# Skim coating exterior wood



## chrisn (Dec 23, 2007)

stromer3 said:


> I am in the process of painting the exterior of my home and am trying to repair surface imperfections in previously painted wood. Old paint buildup and partial removal leaves sections where I need to skim coat to even out the surface. I would then be priming and coating with 2 coats of paint. The desired result would be a nice flat finish. I understand that this would be easy to do on indoor drywall. Just apply spackle, sand and paint. Exterior wood is a different story.
> 
> What is the best product to use for this. Most suppliers of products say their product is only designed for holes and cracks. If skim coating is done, the product will probably flake off.
> 
> Thanks, Rick


 

They are not lying( amazingly enough)
I have not found anything that really works in the case.

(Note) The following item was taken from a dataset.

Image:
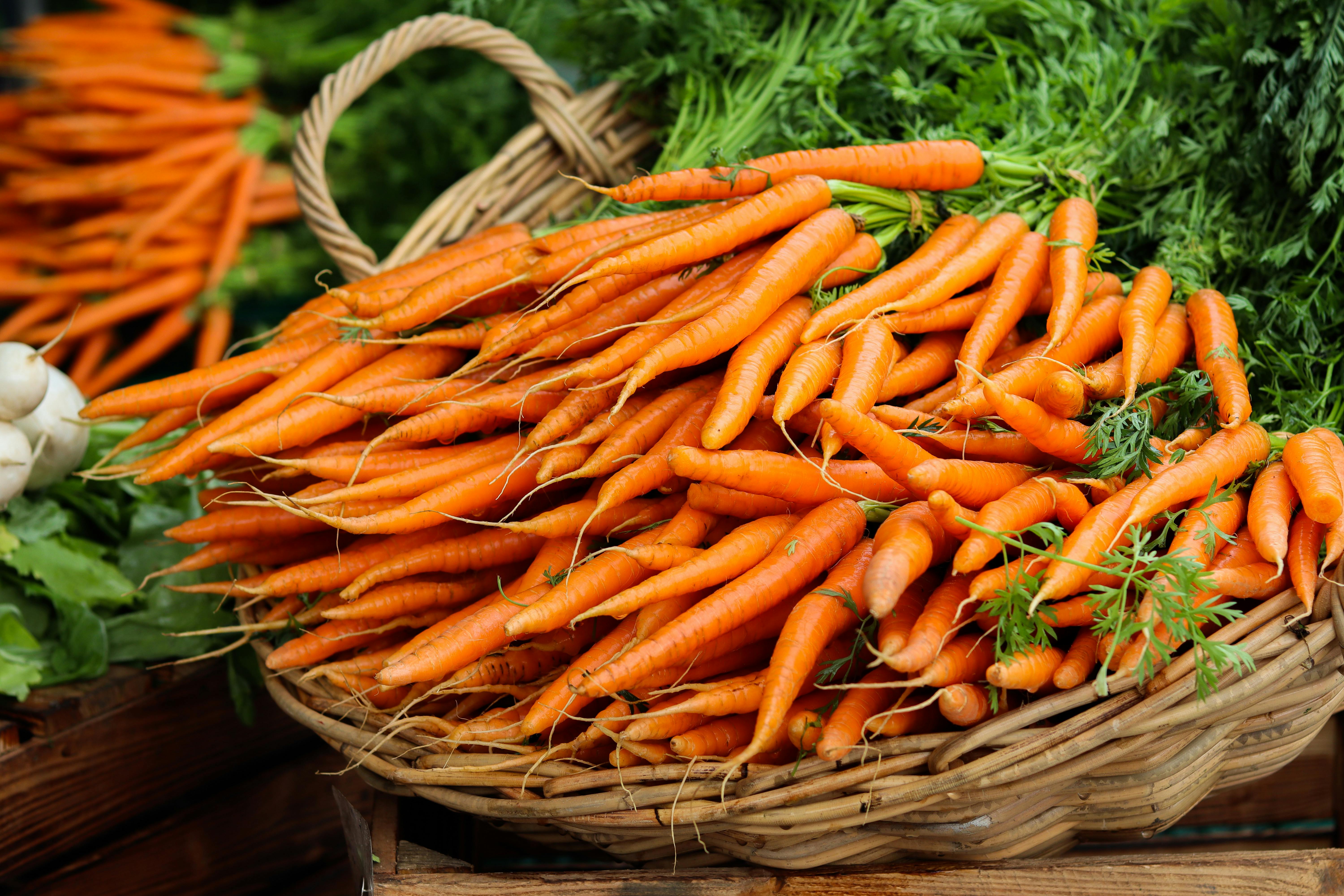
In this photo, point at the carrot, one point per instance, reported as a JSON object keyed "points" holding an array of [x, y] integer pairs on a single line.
{"points": [[163, 292], [947, 241], [947, 510], [560, 699], [1221, 460], [318, 371], [947, 609], [455, 554], [1096, 330], [806, 645], [811, 370], [312, 418], [786, 269], [929, 365], [916, 166], [1311, 471], [1273, 500], [779, 207], [909, 542], [1073, 225], [866, 358], [1018, 280], [1062, 394], [1216, 353], [976, 261], [730, 558], [416, 594], [587, 588], [972, 483], [1304, 551], [894, 453], [751, 367], [1026, 671], [706, 293], [236, 377], [452, 463], [638, 435], [814, 545], [1056, 436], [653, 471], [788, 479]]}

Dap crackshot exterior spackle will work to some extent, but I would not rely on it too muck


----------



## poppameth (Oct 2, 2008)

X-I-M Peelbond can help with this to an extent. Nothing will work well and make it perfectly flat.


----------



## housepaintingny (Jul 25, 2009)

If you are trying to blend in, level out the edges of paint, where you have scraped loose paint off of you can use an orbit sander with 60 grit to feather sand the edges, to blend. The Bondo company also makes an exterior product for wood that works well, but you have to work pretty fast with it.


----------